California-based Solazyme provided another cautionary tale. Unlike GreenFuel Technologies, Solazyme did not go out of business. To the contrary, the company was wildly successful, announcing in 2010 that “we delivered over 80,000 liters (21,000 gallons) of algal-derived marine diesel and jet fuel to the U.S. Navy, constituting the world's largest delivery of 100% microbial-derived, non-ethanol biofuel.” What the company did
not reveal, although the
Marine Corps Times
did, was the price per gallon of this otherwise auspicious and forward-looking new substance: $424.

No consumer in a calm and sober frame of mind would pay anything like that kind of money for a gallon of gas. But the military, which was famous for its thousand dollar toilet seats and wrenches, had a totally different mind-set when it came to spending. But if the military was your major customer for algal-derived biofuels, then you had to wonder about the real-world viability of the product. Was it really anything more than a pipe dream?

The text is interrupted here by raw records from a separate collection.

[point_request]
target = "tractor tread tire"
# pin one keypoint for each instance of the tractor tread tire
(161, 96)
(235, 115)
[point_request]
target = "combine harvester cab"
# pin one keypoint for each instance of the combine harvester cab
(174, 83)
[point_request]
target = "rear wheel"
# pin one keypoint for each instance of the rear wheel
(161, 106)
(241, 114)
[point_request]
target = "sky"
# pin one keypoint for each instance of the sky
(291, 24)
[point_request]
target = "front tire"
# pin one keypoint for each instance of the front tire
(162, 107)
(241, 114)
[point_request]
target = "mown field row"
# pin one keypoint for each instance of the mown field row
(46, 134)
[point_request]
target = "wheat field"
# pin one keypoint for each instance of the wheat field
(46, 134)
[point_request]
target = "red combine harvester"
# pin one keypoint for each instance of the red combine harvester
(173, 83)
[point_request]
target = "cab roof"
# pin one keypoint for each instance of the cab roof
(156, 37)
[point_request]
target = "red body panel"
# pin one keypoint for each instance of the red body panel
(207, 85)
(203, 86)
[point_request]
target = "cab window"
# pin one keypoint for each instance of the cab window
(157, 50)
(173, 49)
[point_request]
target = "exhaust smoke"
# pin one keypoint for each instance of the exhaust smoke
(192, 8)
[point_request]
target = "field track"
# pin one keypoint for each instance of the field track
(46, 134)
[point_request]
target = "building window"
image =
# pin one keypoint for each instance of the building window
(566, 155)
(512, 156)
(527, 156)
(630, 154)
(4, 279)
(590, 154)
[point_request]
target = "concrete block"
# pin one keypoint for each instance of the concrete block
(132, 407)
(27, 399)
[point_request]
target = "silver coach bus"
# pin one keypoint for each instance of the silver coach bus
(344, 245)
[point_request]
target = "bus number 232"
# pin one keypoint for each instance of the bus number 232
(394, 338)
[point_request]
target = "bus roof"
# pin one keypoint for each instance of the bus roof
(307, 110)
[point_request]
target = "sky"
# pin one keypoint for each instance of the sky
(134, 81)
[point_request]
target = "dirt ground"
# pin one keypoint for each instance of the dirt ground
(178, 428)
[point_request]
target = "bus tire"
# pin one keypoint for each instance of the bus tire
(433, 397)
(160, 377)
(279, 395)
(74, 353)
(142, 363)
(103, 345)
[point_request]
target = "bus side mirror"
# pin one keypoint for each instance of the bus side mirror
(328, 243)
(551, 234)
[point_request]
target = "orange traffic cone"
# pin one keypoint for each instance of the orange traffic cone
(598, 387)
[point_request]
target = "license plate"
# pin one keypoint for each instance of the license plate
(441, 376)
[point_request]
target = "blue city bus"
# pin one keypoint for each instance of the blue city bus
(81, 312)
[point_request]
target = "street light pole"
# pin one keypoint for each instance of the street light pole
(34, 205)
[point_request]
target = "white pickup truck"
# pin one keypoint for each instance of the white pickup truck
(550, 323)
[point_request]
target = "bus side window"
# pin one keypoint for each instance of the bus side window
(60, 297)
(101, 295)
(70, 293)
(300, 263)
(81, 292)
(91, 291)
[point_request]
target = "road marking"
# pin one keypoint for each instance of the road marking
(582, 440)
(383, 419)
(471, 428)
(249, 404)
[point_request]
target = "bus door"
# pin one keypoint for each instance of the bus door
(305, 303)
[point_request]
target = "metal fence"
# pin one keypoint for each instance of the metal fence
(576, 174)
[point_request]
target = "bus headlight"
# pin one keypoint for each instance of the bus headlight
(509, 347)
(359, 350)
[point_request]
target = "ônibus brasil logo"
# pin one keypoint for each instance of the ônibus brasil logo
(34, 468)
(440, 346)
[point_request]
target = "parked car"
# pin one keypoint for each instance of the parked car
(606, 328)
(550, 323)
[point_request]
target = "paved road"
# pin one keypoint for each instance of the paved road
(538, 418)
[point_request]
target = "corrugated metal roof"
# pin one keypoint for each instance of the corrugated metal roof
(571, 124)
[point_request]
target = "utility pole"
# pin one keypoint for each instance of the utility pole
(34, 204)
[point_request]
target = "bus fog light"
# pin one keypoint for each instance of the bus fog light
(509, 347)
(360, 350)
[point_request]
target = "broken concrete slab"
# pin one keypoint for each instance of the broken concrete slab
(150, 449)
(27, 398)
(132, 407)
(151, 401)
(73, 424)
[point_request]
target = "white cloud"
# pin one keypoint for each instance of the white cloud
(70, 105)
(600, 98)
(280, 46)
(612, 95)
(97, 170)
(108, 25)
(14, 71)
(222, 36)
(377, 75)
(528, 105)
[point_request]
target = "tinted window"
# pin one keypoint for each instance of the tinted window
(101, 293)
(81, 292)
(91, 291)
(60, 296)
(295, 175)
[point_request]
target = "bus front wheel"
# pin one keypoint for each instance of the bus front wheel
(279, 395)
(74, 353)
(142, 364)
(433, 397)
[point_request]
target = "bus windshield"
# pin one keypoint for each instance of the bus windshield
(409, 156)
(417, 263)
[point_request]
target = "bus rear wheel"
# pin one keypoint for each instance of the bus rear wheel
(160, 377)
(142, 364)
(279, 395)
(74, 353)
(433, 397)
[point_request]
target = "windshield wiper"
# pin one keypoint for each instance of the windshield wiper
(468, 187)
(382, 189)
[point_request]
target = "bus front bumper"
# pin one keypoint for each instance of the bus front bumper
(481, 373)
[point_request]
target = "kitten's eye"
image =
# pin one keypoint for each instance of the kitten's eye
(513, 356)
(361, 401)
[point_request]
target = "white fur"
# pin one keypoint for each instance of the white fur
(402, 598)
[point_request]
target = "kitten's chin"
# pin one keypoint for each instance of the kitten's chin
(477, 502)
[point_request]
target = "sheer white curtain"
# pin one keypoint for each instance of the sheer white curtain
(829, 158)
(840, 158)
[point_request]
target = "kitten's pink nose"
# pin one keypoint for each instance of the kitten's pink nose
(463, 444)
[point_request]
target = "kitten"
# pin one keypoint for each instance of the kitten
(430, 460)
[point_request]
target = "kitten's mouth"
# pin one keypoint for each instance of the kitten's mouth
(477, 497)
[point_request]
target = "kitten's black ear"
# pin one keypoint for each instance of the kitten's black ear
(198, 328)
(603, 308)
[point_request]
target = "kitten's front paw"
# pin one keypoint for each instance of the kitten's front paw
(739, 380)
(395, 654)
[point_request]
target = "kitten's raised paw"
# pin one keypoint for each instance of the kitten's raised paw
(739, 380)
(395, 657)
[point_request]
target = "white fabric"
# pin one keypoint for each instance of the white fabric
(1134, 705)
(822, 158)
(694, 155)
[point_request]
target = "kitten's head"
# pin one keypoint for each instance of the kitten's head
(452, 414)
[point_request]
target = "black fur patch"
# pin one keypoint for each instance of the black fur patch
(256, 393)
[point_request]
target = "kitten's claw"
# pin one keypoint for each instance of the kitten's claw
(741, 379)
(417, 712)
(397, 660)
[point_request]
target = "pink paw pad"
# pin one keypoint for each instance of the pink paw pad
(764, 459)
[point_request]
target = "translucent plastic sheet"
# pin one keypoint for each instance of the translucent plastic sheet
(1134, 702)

The Virgin Atlantic test flight was powered in part by coconut oil. But one critic (Jeff Gazzard of the Aviation Environment Federation, based in the UK) quoted an estimate published in
Petroleum Week
that if the flight had been made entirely on coconut oil, it would have consumed 3 million coconuts. By any standard, that's a lot of coconuts.

Apparently, though,
Petroleum Week
made a slight miscalculation. According to Wikipedia, a thousand mature coconuts yield approximately 70 liters of coconut oil, which is to say that fourteen coconuts make one liter of the stuff. And according to the
Boeing.com
website, the 747 family of aircraft has an average fuel mileage consumption rate of nineteen liters per mile. So a flight of 221 miles would require 221 x 19 = 4,199 liters of coconut oil. And at the rate of fourteen coconuts per liter, the flight would require only 4,199 x 14 = 59,985 coconuts.

But that's
still
a lot of coconuts. And people eat coconuts.

By contrast, both the Air New Zealand and Continental Airlines demonstration flights were powered in part by jatropha oil, which, because it's made from a nonfood crop, at least had the advantage of avoiding the food-for-fuel problem (unless land normally used for food is displaced to grow the jatropha plants). Nevertheless, the global aviation industry currently burns through about 240 million tons of jet fuel per year, and one industry journal calculated that producing that amount of fuel from jatropha alone would require planting a land area that was twice the size of France.

So maybe biofuels really are the fuel of the future—and always will be.

If time travel ever becomes possible, the Carboniferous period, which lasted for some 74 million years, from about 360 million to 286 million years ago, would be a good era to avoid. Huge insects crawled, crept, and flitted across the earth. Two of them were the largest known insects of all time, the centipede
Arthropleura
, which grew to a length of more than eight feet, and the giant dragonfly
Meganeura
, which had a wingspan of some two and a half feet. These enormous dimensions were possible because at that time oxygen made up 35 percent of total air volume (rather than our current wimpy 21 percent).